So I've been doing a pretty basic logistic regression, where 1=default and 0=no default. I have a couple explanatory variables, some of which behave strangely. The model is:
log1 <- glm(target~dsti+NEW_customer+masterscale_pd+ mne +loan2inc+top_up+type_covered+
avg_remain_dur, data = df,family = binomial(link='logit') )
summary(log1)
Coefficients:
Estimate Std. Error z value Pr(>|z|)
(Intercept) 62.421450219 13.454315081 4.640 0.00000349 ***
dsti 2.797621531 0.721706775 3.876 0.000106 ***
NEW_customer1 0.217681547 0.191455352 1.137 0.255545
masterscale_pd -0.979473616 0.071318565 -13.734 < 0.0000000000000002 ***
mne -6.878542449 1.441856732 -4.771 0.00000184 ***
loan2inc 0.035920266 0.015238445 2.357 0.018413 *
top_up 0.000016906 0.000008054 2.099 0.035807 *
type_coveredR 1.192252183 0.289277803 4.121 0.00003764 ***
avg_remain_dur 1.302201156 0.333252387 3.908 0.00009324 ***
After looking at the p-values, my alarm went off; the variable NEW_customer
was one of the most important ones in previous analyses. It even separates the default ratios really well:
df %>% group_by(NEW_customer) %>% summarise(def = sum(target==1)/n())
# A tibble: 2 x 2
NEW_customer def
<fct> <dbl>
1 0 0.01
2 1 0.09
Meaning, 9% of new customers defaulted, whereas only 1.1% of old customers went bad.
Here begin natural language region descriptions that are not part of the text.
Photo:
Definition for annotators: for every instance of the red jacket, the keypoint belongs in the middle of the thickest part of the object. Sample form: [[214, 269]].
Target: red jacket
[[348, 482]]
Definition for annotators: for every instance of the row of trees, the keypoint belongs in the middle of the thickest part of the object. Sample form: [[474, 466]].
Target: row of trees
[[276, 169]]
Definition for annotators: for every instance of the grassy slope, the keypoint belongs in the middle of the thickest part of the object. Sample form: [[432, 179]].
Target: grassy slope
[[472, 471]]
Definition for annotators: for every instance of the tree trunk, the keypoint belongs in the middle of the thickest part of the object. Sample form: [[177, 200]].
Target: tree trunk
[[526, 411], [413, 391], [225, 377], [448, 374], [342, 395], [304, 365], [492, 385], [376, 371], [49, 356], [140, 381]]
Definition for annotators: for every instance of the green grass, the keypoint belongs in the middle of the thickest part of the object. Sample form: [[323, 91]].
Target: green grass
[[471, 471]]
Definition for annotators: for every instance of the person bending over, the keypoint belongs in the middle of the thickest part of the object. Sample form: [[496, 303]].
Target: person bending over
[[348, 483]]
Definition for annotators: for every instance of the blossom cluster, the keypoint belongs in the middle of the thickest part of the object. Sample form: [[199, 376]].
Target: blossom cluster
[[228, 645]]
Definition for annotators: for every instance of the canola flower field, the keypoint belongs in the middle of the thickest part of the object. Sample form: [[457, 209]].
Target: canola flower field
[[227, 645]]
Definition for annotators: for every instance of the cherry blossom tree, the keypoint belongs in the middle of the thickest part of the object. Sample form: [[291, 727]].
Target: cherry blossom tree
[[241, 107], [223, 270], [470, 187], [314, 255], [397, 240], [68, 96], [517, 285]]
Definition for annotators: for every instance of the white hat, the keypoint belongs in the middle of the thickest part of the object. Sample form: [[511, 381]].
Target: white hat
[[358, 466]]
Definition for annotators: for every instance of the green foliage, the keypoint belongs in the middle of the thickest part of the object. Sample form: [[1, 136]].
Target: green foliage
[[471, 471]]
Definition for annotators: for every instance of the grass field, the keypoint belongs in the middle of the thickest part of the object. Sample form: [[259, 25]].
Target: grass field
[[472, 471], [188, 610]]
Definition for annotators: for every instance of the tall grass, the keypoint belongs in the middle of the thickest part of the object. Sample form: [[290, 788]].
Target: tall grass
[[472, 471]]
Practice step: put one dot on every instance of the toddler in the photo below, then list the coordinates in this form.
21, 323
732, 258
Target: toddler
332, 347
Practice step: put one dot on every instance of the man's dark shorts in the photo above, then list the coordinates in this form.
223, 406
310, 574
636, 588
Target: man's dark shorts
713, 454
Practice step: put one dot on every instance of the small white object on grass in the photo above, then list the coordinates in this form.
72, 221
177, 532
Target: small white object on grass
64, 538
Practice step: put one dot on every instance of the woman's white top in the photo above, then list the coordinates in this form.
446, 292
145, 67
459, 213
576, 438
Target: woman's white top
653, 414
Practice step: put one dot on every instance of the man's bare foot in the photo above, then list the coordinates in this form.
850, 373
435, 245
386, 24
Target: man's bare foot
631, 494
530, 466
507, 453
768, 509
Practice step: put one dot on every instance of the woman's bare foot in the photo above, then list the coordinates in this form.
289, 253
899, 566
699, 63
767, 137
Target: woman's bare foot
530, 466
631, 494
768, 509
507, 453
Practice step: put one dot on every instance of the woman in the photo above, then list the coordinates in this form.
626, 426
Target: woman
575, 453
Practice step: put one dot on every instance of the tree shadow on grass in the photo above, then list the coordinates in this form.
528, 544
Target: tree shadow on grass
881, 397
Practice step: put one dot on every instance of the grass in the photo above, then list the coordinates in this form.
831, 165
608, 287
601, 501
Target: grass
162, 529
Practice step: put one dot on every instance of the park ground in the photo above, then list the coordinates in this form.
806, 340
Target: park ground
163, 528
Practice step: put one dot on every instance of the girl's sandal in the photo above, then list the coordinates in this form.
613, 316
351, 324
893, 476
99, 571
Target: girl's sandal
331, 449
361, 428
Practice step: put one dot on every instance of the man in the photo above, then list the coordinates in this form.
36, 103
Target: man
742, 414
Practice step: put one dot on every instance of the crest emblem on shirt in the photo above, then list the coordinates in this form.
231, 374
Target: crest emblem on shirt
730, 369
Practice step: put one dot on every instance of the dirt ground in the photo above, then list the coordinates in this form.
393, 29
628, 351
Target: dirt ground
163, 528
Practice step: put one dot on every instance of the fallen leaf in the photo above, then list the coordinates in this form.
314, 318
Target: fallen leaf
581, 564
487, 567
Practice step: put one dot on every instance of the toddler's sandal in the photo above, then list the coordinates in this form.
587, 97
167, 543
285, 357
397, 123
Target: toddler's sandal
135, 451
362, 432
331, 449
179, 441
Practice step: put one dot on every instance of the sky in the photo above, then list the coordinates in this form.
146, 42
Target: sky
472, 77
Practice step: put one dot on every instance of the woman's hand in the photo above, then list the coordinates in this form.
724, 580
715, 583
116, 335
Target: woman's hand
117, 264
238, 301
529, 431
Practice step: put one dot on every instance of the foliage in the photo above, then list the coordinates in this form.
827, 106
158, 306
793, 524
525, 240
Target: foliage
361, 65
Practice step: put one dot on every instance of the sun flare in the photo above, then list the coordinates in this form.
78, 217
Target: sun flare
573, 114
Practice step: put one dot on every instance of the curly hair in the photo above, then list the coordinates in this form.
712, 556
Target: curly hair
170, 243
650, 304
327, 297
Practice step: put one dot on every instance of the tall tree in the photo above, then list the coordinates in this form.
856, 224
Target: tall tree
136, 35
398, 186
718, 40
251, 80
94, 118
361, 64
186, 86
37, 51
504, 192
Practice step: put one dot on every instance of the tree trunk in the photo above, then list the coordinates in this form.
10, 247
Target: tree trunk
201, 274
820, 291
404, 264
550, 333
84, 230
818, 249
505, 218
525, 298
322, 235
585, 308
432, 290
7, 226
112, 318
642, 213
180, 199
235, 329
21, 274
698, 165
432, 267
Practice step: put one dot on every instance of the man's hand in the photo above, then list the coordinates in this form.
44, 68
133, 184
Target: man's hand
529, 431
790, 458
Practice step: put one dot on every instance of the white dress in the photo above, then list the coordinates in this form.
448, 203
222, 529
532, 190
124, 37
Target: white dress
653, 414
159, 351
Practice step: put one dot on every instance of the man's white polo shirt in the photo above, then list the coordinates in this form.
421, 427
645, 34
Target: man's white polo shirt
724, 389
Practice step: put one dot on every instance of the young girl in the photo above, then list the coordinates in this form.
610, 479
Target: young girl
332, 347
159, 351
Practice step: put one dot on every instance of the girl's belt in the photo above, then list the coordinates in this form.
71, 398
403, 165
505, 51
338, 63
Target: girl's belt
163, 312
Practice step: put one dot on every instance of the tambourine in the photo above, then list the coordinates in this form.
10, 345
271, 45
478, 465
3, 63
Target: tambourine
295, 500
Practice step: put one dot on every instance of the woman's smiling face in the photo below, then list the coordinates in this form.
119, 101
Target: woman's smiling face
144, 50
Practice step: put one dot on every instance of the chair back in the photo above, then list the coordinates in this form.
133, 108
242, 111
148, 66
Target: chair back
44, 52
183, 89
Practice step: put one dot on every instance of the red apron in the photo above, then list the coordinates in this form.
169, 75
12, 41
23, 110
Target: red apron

So I tried lasso regression with the help of cv.glmnet
function, where the variable NEW_customer
was the 2nd most important. After some googling, I came across question. Trying different test yielded different values:
anova(log1, test = 'LRT')
Df Deviance Resid. Df Resid. Dev Pr(>Chi)
NULL 18091 2705.4
dsti_residence 1 30.396 18090 2675.0 0.0000000352303 ***
NEW_customer 1 105.430 18089 2569.6 < 0.00000000000000022 ***
application_masterscale_pd 1 312.483 18088 2257.1 < 0.00000000000000022 ***
mne 1 38.566 18087 2218.6 0.0000000005292 ***
loan2inc 1 17.650 18086 2200.9 0.0000265518195 ***
top_up 1 2.421 18085 2198.5 0.11974
type_covered 1 4.209 18084 2194.3 0.04022 *
avg_remain_dur 1 16.339 18083 2177.9 0.0000529510572 ***
These p-values look much more reasonable. My dataset has ~15 000 observations, so I don't think the issue lies there. So what is the underlying problem that causes the Wald test to fail? I can not really wrap my head around it. Thanks for help!